Always set variables before trying to expand them:

out=$(cmd) # Assign first
echo "$out" # Then expand

Or use parameter expansion to provide defaults:

  
echo "${out:-"Default if unset"}" # Show default if undefined

Checking with set -u to detect undefined variable errors can also help debug issues.

Confusing Standard Output and Standard Error

The final common pitfall is only capturing standard output, and missing error messages sent to standard error.

For example:

out=$(mycommand) # Captures standard output only

This assigns the standard output stream to the variable, but ignores the standard error stream. If mycommand logs errors to stderr, those messages will get lost.

Missing Error Messages

Losing error messages can mask issues and prevent proper handling of failures.
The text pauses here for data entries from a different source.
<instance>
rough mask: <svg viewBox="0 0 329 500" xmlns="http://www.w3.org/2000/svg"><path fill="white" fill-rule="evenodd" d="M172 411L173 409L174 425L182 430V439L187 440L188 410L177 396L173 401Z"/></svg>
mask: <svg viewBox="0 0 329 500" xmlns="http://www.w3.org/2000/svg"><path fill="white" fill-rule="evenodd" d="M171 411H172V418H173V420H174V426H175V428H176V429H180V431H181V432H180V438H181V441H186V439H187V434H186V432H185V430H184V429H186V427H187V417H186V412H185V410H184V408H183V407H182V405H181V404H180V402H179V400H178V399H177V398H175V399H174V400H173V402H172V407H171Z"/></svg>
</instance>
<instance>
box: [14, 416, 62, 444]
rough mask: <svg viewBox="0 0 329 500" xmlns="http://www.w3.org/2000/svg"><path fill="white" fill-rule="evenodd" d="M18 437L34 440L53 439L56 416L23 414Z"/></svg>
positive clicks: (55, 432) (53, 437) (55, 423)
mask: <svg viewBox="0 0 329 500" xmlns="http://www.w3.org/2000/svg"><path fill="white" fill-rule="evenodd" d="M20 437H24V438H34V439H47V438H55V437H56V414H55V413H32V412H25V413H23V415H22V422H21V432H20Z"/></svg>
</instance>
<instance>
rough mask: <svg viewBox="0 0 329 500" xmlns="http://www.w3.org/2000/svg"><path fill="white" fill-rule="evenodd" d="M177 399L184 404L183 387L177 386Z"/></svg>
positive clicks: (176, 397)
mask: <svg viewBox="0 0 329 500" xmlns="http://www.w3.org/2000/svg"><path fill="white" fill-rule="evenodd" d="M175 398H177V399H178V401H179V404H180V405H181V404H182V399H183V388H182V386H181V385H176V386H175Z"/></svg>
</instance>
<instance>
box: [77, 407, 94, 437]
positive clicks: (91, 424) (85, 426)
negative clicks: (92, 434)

For example:

out=$(mycommand)
if [ $? -eq 0 ]; then
   # Success right?
   echo "$out"
fi

The exit code says it succeeded, but stderr may contain errors that you miss!

Redirect Both Streams

To fix this, redirect both standard output and standard error when assigning:

  
out=$(mycommand 2>&1) # Redirect stderr to stdout

This combines both streams into the variable. Now errors are correctly captured:

out=$(mycommand 2>&1)
if [ $? -eq 0 ]; then
  echo "$out" # $out contains all output  
else
  echo "$out" # $out contains error logs
fi

If you only want errors in the variable, swap stdout/stderr.

Other Ways to Access Stderr

You can also access stderr separately without redirection:

out=$(mycommand) # stdout only
errors=$(mycommand 2>&1 1>/dev/null) # stderr only 

# Or access the file descriptors directly
exec 3>&1 # Save stdout 
out=$(mycommand 2>&1 1>&3) # Redirect stdout, keep stderr

But typically redirecting to stdout is recommended for simplicity.